Preserving the inherent properties of biological tissues is key to unlocking their full therapeutic potential.3,8 Seed Biotech’s innovations are driven by a commitment to improving clinical outcomes—specifically, by reducing secondary complications often associated with surgical interventions, such as infection, fibrosis-related loss of range of motion, and vascular injury. Our goal is not only to improve the quality of tissue regeneration but also to collaborate with clinicians to bring forward-thinking technologies to the market that address some of the most difficult clinical challenges still faced today.

References:
(1) Koob TJ, Rennert R, Zabek N, Massee M, Lim JJ, Temenoff JS, Li WW, Gurtner G. Biological properties of dehydrated human amnion/chorion composite graft: implications for chronic wound healing. Int Wound J. 2013 Oct;10(5):493-500. 
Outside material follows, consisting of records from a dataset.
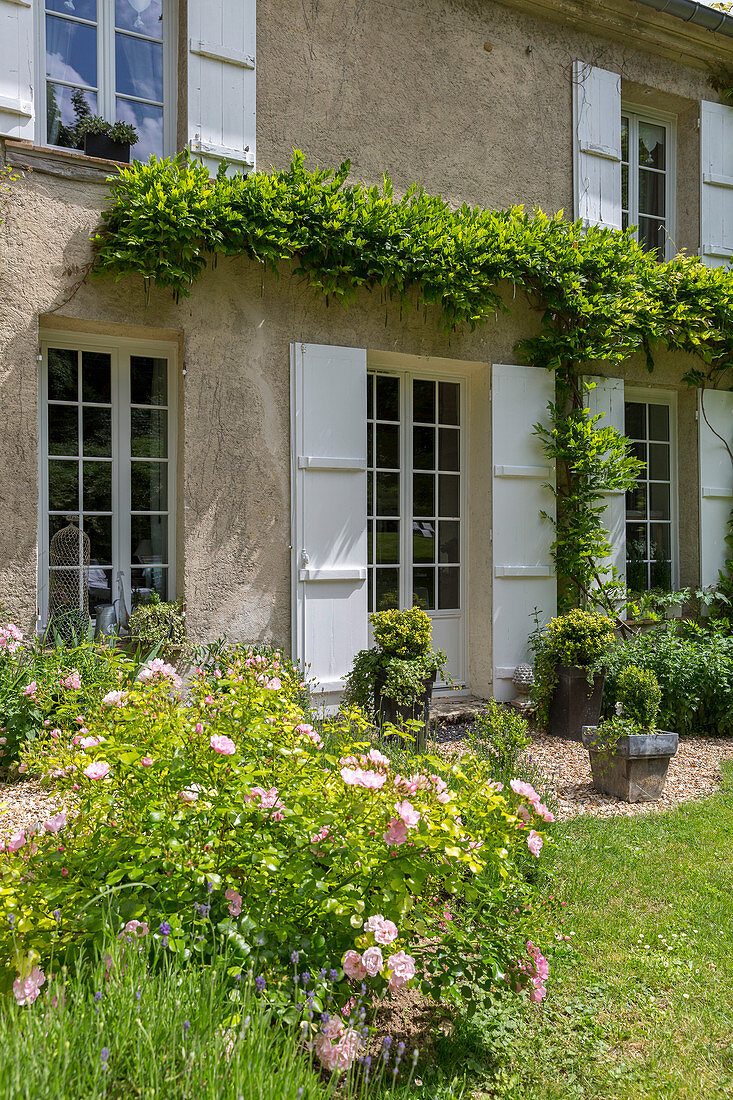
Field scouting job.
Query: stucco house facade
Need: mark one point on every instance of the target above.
(283, 465)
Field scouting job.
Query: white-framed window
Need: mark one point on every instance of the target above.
(652, 530)
(109, 57)
(647, 178)
(107, 470)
(2)Mutsaers SE, Bishop JE, McGrouther G, Laurent GJ. Mechanisms of tissue repair: from wound healing to fibrosis. Int J Biochem Cell Biol. 1997 Jan;29(1):5-17.
(3)Badylak SF. The extracellular matrix as a scaffold for tissue reconstruction. Semin Cell Dev Biol. 2002 Oct;13(5):377-83.
(4)Chun BY, Kim HK, Shin JP. Dried human amniotic membrane does not alleviate inflammation and fibrosis in experimental strabismus surgery. J Ophthalmol. 2013;2013:369126. 
(5)Soo-Hyun Kim, Jeremy Turnbull, and Scott Guimond Extracellular matrix and cell signalling: the dynamic cooperation of integrin, proteoglycan and growth factor receptor J Endocrinol 209  139-151, doi: 10.1530/JOE-10-0377 First published online 9 February 2011.
(6) Bhatia, Mohit, et al. "The mechanism of cell interaction and response on decellularized human amniotic membrane: implications in wound healing."Wounds 19.8 (2007): 207-217.
(7)Zhang T, Yam GH, Riau AK, Poh R, Allen JC, Peh GS, Beuerman RW, Tan DT, Mehta JS. The effect of amniotic membrane de-epithelialization method on its biological properties and ability to promote limbal epithelial cell culture. Invest Ophthalmol Vis Sci. 2013 Apr 30;54(4):3072-81.
(8) Guo Q, Lu X, Xue Y, Zheng H, Zhao X, Zhao H. A new candidate substrate for cell-matrix adhesion study: the acellular human amniotic matrix. J Biomed Biotechnol. 2012;2012:306083. (13)Stephen Tottey, Scott A. Johnson, Peter M. Crapo, Janet E. Reing, Li Zhang, Hongbin Jiang, Christopher J. Medberry, Brandon Reines, Stephen F. Badylak The effect of source animal age upon extracellular matrix scaffold properties Biomaterials, Volume 32, Issue 1, January 2011, Pages 128-136.